When World War I ended on November 11, 1918, African American troops were hopeful that their patriotic sacrifices abroad would help them in their fight for full civil rights in America. Homecoming parades for returning black troops attracted thousands of people and instilled a spirit of determination among the African American community. On February 17, 1919, the Harlem Hellfighters, members of the 93rd Division, marched on New York City's famed 5th Avenue in front of over a million spectators. That May, Crisis magazine editor and Niagara Movement founder, W.E.B. Du Bois, declared, "We return! We return from fighting! We return fighting! Make way for Democracy! We saved it in France and by the Great Jehovah, we will save it in the United States of America, or know the reason why."

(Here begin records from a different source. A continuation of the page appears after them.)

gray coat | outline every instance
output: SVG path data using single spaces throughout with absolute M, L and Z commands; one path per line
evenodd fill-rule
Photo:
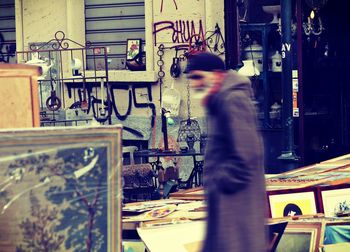
M 263 144 L 249 79 L 229 71 L 207 103 L 205 252 L 266 251 Z

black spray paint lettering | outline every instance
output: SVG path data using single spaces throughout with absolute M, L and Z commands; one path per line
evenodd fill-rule
M 177 10 L 176 0 L 173 0 L 173 3 L 175 5 L 175 9 Z M 163 4 L 164 4 L 164 0 L 161 0 L 161 2 L 160 2 L 160 12 L 163 12 Z
M 282 52 L 282 59 L 286 58 L 286 51 L 290 52 L 291 47 L 292 46 L 289 43 L 283 43 L 282 44 L 282 50 L 281 50 L 281 52 Z
M 157 34 L 164 30 L 172 30 L 171 40 L 173 43 L 189 43 L 191 37 L 199 35 L 204 41 L 205 32 L 203 29 L 202 20 L 199 20 L 198 29 L 196 29 L 195 21 L 176 20 L 176 21 L 160 21 L 153 24 L 154 43 L 157 44 Z

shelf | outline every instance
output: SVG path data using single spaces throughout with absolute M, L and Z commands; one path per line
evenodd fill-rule
M 263 31 L 278 28 L 278 24 L 271 23 L 240 23 L 239 25 L 244 31 Z
M 106 78 L 106 75 L 100 75 L 100 76 L 95 76 L 95 77 L 85 77 L 85 82 L 98 82 L 100 83 L 101 78 Z M 45 80 L 38 80 L 39 82 L 51 82 L 51 81 L 56 81 L 56 82 L 77 82 L 77 83 L 83 83 L 83 77 L 82 76 L 68 76 L 66 78 L 57 78 L 57 79 L 45 79 Z
M 304 116 L 329 116 L 328 112 L 305 112 Z
M 258 105 L 258 115 L 259 115 L 259 128 L 261 129 L 273 129 L 276 125 L 272 125 L 269 118 L 269 112 L 271 105 L 275 100 L 277 95 L 273 93 L 276 88 L 276 81 L 279 80 L 281 73 L 272 72 L 269 70 L 269 35 L 273 31 L 277 31 L 278 24 L 276 23 L 240 23 L 241 30 L 241 42 L 242 46 L 245 48 L 246 44 L 253 43 L 254 40 L 261 44 L 259 50 L 252 50 L 252 54 L 259 52 L 262 56 L 262 66 L 263 70 L 260 71 L 260 75 L 257 77 L 258 83 L 254 86 L 255 97 L 259 101 Z M 249 38 L 246 38 L 246 34 Z M 242 53 L 243 55 L 243 53 Z M 253 56 L 253 55 L 252 55 Z M 243 59 L 242 59 L 243 60 Z M 273 80 L 273 81 L 271 81 Z M 280 127 L 277 127 L 280 128 Z
M 105 71 L 96 71 L 96 76 L 103 76 Z M 95 76 L 95 71 L 87 70 L 86 77 Z M 109 82 L 157 82 L 156 71 L 108 70 Z
M 105 71 L 85 71 L 85 82 L 98 82 L 101 78 L 106 78 Z M 109 82 L 128 82 L 128 83 L 145 83 L 145 82 L 157 82 L 158 78 L 155 71 L 129 71 L 129 70 L 110 70 L 108 71 Z M 50 79 L 38 80 L 40 82 L 50 82 Z M 67 76 L 65 78 L 58 78 L 55 81 L 64 82 L 83 82 L 82 76 Z

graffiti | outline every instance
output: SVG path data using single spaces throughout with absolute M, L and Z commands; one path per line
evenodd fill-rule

Postwar America was anything but peaceful. African Americans quickly found themselves fighting again, many for their very survival. Race riots erupted across the country amid a resurgence of white supremacy. The number of reported lynchings rose from 64 in 1918 to 83 in 1919, and at least eleven of those victims were World War I veterans still in uniform. This scourge only deepened the resolve of African Americans to protest racial injustice, assert their citizenship and hold the nation accountable. Hundreds of thousands of black veterans, among them students from Storer College, had served their country and fought for freedom abroad. As Du Bois and the Niagara Movement declared in 1906 on the Storer campus, “The battle we wage is not for ourselves, but for all true Americans.” So it is to this day.